For us pre-computer folks, it is impossible to operate all those screens and buttons while driving. If you happen to divert your eyes long enough to hit the right screen tap, you have traveled about three blocks. If you don’t look at the screen and hit the wrong screen icon a female voice cautions you, “Abandon vehicle, your chips are malfunctioning, get to dealer for new chips immediately,” or words to that effect.

Until those self-driving cars show up, the only way around this is to hire a computer tech to ride shotgun with you on all trips. Warning: do not attempt to visit with the tech while the vehicle is moving; she is fully occupied with installing the necessary updates to keep the systems from malfunctioning. Don’t worry about lunch, she will have programmed your order at Burger Bob’s, and it will be ready when your car parks itself into that tiny space on Main.

Another aging issue is hearing loss. You will know when this time comes when your family is tired of shouting at you and starts to use hand signals when they want you to pass the gravy.

About half way through your audiologist’s appointment, she will advise you to come in soon to get your hearing aids; no test needed. “You, sir, are deaf!” An accurate and easy diagnosis.

These hearing aids are the quintessence of Orwell’s 1984. When you put them on, they start talking to you and can track your usage, your GPS location on Earth and tell you it’s time for your medication. One convenient feature is the volume adjustment button. When you are interested in the conversation of a quiet scene at the movies, or Deacon Steve’s encouraging words at Mass, just click the volume up to five. When Aunt Matilda is telling you for the eighty second time about how life was when she was growing up in Eden Prairie, you simply click down to one, which allows you to hear a freight train about to come through your living room and little else. Just nod your head when you know she is to the part about getting up at 4 a.m. to get the bread dough started.

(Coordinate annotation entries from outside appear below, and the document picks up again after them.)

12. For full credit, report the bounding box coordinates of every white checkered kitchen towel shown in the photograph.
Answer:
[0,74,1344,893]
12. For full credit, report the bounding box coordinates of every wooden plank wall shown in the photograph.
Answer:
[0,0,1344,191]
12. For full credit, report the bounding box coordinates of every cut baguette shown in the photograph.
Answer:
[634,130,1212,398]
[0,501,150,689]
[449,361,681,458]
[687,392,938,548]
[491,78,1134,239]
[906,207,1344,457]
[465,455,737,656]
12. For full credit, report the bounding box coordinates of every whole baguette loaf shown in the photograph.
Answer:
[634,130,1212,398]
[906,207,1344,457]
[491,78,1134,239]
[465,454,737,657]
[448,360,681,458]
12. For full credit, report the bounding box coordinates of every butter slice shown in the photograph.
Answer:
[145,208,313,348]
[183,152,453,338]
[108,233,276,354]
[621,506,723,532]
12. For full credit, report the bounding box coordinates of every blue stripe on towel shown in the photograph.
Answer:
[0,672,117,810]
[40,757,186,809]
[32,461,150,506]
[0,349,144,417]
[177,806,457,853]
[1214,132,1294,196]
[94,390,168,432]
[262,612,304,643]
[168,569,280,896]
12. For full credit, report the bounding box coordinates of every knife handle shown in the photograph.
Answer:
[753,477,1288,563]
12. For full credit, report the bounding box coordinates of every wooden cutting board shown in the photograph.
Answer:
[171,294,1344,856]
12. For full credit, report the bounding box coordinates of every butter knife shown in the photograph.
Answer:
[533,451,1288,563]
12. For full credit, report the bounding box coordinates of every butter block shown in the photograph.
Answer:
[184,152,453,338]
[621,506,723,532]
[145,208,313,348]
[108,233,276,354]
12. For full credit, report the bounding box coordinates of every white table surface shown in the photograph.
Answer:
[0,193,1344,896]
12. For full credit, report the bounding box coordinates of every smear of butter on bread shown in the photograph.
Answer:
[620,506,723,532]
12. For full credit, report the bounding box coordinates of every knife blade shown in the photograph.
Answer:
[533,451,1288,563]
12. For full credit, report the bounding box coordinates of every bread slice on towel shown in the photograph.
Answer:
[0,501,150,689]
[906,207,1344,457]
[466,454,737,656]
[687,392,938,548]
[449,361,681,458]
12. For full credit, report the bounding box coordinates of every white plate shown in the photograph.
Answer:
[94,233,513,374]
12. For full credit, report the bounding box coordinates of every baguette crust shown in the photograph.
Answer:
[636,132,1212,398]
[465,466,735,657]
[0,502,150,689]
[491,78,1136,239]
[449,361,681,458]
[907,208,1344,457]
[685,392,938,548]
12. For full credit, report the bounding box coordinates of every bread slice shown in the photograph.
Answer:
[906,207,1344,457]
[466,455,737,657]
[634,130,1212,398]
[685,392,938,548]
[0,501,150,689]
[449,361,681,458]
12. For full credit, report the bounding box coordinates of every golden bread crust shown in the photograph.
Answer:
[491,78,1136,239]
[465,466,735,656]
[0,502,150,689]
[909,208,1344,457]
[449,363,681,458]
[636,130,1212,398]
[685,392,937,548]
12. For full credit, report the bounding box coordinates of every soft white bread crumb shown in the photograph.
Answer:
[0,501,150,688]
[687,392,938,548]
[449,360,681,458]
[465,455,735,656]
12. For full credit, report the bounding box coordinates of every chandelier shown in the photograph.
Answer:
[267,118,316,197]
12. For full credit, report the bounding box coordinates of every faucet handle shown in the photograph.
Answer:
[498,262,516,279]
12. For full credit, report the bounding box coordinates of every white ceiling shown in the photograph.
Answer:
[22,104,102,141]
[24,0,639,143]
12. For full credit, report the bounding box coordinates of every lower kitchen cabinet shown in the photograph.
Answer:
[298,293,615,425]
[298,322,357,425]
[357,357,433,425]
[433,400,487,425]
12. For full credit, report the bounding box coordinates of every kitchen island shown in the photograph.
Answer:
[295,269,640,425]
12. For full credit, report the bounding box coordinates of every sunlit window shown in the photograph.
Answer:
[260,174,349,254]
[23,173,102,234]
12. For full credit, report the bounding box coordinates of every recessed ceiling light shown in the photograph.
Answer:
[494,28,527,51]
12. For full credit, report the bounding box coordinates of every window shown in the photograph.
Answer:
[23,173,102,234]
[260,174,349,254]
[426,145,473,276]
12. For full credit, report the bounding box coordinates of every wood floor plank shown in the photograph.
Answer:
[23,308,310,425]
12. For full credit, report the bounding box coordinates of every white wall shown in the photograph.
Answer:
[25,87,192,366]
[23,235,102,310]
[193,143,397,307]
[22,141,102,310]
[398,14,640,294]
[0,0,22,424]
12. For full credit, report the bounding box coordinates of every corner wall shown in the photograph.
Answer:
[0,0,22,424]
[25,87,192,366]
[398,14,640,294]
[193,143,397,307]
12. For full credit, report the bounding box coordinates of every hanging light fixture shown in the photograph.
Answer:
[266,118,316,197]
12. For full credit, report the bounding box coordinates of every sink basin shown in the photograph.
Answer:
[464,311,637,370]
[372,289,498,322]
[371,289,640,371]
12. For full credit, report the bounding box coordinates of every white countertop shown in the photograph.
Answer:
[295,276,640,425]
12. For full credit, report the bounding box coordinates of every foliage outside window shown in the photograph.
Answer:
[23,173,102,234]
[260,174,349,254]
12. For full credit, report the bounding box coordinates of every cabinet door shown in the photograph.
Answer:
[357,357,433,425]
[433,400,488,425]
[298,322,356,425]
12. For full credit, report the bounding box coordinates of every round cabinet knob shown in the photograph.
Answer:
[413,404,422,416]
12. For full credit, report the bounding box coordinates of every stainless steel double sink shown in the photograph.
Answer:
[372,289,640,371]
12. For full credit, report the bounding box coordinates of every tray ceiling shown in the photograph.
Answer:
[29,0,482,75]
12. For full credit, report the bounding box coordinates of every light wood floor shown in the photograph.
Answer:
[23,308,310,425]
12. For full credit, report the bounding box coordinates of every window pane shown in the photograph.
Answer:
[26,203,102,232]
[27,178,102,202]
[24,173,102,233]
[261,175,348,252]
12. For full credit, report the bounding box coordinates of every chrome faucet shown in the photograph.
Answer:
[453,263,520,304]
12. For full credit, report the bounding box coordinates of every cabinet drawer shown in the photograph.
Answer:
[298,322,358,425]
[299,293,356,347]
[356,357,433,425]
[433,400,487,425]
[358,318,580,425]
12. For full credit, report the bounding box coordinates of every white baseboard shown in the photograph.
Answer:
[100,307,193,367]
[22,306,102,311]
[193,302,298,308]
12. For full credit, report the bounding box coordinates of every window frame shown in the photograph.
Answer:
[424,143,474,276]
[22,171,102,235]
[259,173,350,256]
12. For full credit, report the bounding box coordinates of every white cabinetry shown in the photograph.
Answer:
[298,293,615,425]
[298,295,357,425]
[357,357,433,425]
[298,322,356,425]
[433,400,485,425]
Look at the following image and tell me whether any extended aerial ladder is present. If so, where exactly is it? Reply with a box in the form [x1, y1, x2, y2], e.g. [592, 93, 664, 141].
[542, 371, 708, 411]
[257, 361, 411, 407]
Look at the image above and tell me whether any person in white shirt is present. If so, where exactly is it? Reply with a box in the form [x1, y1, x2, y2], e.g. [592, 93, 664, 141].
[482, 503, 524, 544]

About every twenty-three minutes, a voice will tell you that your batteries are low. Try not to change these in the dark at the movie theatre. I tried this once and ended up with the old batteries in my popcorn. Thought they were unpopped corn kernels at first. Real crunchy, but the butter coating did help.

You are staying with me here, so I will keep rolling. One thing you realize as you are growing older is that your joints, knees, hands, hips and many other body parts just aren’t moving like they used to in earlier times. The solution, alas, is quite simple to resolve. You just find a medical facility which has a huge supply of cortisone available, and providers able to inject this stuff in the right parts as needed. What you do is to call around and find out which facility stores its cortisone supply in large tanks, like those at the Lockhorn Cider House. If they have those, you should be in good shape.

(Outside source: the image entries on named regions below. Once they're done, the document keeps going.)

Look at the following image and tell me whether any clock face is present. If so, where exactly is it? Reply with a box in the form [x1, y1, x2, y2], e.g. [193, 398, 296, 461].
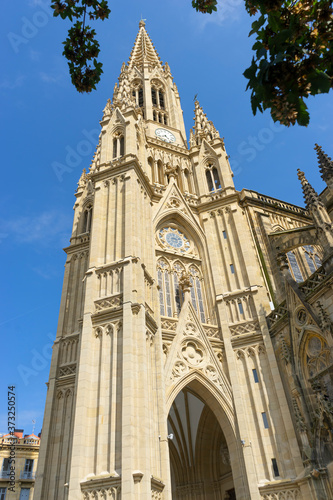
[155, 128, 176, 143]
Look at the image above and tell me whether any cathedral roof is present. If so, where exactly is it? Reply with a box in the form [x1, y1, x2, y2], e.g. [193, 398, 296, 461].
[315, 144, 333, 181]
[128, 20, 162, 69]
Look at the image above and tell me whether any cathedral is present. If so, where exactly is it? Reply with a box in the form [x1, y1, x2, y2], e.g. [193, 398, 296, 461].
[34, 21, 333, 500]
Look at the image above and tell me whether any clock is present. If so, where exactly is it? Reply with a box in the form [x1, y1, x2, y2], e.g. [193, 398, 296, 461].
[155, 128, 176, 143]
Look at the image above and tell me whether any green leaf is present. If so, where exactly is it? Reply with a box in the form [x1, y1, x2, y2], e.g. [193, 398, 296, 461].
[296, 98, 310, 127]
[249, 14, 266, 36]
[308, 69, 332, 95]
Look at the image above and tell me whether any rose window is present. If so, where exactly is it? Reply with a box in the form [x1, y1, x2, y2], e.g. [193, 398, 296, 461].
[158, 226, 190, 253]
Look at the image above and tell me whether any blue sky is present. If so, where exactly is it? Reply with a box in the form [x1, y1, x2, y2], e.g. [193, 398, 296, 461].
[0, 0, 333, 433]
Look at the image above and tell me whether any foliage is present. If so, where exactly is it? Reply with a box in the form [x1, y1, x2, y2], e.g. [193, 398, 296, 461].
[192, 0, 217, 14]
[244, 0, 333, 126]
[51, 0, 111, 92]
[51, 0, 333, 126]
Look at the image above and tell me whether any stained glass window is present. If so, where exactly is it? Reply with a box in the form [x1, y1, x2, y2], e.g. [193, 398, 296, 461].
[287, 252, 304, 283]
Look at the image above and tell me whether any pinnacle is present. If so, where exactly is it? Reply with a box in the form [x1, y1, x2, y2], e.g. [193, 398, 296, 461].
[189, 96, 219, 145]
[128, 19, 162, 69]
[314, 144, 333, 181]
[297, 168, 321, 208]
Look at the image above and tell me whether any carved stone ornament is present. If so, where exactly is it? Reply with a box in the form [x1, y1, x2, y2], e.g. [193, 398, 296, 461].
[179, 271, 192, 292]
[182, 341, 204, 366]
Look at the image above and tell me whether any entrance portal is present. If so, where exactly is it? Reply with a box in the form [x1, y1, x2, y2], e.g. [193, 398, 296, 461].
[168, 387, 236, 500]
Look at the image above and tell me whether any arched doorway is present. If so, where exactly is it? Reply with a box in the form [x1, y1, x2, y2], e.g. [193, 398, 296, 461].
[168, 384, 236, 500]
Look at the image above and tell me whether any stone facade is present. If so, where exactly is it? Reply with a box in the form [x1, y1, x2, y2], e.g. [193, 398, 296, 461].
[34, 21, 333, 500]
[0, 429, 40, 500]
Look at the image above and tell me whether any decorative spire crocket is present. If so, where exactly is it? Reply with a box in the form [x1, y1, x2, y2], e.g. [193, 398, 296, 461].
[314, 144, 333, 188]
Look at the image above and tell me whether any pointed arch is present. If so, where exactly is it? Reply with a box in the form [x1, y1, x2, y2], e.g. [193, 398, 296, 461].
[166, 371, 245, 498]
[298, 325, 333, 380]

I usually do not discuss my personal medical history in public, but hey, I’m trying to keep you educated here. So, about every six months or so I get cortisone injections for my knees, hips, wrists, hands and elbows. I’m probably forgetting some part or parts.
Anyway, on some sad visit to the Doctor, you are advised that they can no longer inject more cortisone because the parts are too worn and cannot take any more. Your options include operations to install new parts, living with what you have and taking up bingo as a pastime, OR, getting yourself one of those medical cannabis cards. Just look under “The Good Stuff” in the Yellow Pages and you will be led to 644 “Doctors” who will examine you and issue the card. The process takes about 14 minutes, which includes 12 minutes in the waiting room.

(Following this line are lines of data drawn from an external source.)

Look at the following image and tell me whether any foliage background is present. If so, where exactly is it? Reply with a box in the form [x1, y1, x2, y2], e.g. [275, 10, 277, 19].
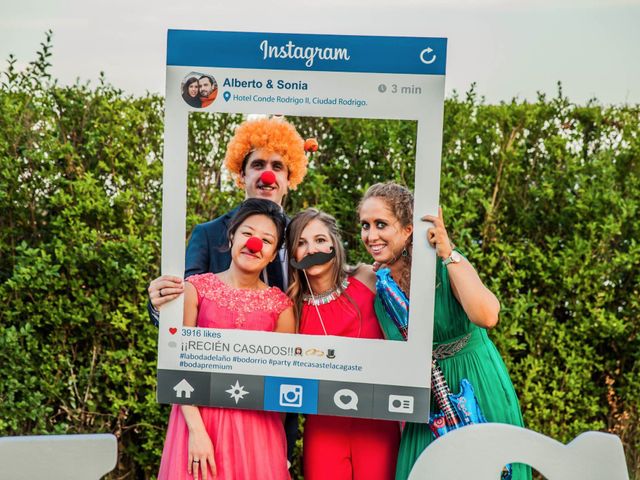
[0, 38, 640, 479]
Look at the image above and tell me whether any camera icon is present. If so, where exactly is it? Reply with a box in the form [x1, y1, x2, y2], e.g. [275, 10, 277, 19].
[279, 383, 302, 407]
[389, 395, 413, 414]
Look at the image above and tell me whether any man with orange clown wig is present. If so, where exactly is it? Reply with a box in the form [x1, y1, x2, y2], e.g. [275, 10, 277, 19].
[148, 117, 317, 461]
[149, 117, 315, 316]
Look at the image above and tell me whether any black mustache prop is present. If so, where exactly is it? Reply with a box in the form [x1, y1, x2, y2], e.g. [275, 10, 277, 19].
[289, 247, 336, 270]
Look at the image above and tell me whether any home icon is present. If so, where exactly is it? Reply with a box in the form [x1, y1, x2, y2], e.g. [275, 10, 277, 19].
[173, 378, 194, 398]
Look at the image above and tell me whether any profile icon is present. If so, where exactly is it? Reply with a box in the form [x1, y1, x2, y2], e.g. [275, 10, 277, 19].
[180, 72, 218, 108]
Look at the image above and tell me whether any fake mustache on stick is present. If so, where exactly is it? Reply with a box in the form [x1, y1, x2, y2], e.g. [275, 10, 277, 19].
[289, 247, 336, 270]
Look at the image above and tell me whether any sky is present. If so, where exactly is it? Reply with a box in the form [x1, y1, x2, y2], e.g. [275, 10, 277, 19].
[0, 0, 640, 104]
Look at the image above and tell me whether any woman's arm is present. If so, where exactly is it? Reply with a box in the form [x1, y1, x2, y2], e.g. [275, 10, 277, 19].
[180, 405, 216, 480]
[182, 282, 198, 327]
[180, 282, 216, 480]
[275, 307, 296, 333]
[422, 208, 500, 328]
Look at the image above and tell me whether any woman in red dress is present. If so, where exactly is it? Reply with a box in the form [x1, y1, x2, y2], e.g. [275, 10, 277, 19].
[287, 209, 400, 480]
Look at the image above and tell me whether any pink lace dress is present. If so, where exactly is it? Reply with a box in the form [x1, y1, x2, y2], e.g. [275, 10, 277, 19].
[158, 273, 291, 480]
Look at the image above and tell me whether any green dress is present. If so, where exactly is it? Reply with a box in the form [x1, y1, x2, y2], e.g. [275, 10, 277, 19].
[375, 258, 531, 480]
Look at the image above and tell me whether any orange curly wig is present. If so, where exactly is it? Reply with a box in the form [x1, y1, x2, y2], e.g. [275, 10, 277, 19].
[224, 118, 308, 190]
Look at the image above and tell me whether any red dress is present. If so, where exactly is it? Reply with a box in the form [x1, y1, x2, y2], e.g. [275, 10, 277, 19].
[300, 277, 400, 480]
[158, 273, 291, 480]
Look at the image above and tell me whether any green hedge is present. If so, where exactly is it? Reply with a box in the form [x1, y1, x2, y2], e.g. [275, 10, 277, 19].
[0, 35, 640, 478]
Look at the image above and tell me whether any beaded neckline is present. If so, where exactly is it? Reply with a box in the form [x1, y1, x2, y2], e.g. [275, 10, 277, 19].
[302, 278, 349, 306]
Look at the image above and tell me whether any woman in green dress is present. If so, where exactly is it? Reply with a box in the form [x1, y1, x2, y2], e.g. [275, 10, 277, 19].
[358, 183, 531, 480]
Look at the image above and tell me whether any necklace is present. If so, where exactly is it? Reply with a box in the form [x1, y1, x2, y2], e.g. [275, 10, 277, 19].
[302, 278, 349, 307]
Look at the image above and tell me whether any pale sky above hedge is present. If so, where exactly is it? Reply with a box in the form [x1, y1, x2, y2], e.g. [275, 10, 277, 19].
[0, 0, 640, 104]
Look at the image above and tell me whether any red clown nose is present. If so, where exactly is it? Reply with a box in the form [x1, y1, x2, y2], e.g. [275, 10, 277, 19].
[246, 237, 262, 253]
[260, 170, 276, 185]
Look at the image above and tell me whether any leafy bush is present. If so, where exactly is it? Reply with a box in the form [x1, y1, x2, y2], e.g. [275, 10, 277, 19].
[0, 35, 640, 478]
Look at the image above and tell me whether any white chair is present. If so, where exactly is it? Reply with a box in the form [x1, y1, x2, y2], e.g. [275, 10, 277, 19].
[409, 423, 629, 480]
[0, 434, 118, 480]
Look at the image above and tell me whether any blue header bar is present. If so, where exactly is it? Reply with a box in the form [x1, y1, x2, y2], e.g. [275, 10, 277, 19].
[167, 30, 447, 75]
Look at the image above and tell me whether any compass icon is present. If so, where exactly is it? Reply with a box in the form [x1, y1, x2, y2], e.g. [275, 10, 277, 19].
[225, 380, 249, 405]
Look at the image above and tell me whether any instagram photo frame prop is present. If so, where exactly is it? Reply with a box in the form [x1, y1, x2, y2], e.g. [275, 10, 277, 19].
[158, 30, 447, 422]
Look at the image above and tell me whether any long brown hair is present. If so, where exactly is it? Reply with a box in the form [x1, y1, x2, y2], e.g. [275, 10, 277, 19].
[358, 182, 413, 296]
[286, 208, 360, 332]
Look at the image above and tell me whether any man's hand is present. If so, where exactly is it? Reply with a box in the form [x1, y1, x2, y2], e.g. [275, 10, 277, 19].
[148, 275, 184, 310]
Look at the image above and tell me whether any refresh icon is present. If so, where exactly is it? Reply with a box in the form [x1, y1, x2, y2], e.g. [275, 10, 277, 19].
[420, 47, 437, 65]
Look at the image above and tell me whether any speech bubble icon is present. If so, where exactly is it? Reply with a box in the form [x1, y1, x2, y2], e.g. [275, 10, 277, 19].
[333, 388, 358, 411]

I could go on with the various replacement parts and aids we need as time marches on. Alas, my joints are stiff and sore and my vision is getting blurred. Besides, my hearing aids are barking at me that the batteries need changing, and it’s time for my nap. I will put “Dust in the Wind” by Kansas on the record player and doze off. Oh, a record player is a device on which you place a vinyl disk on the part that spins around. As the record spins, sounds come out of the speakers. Very cool.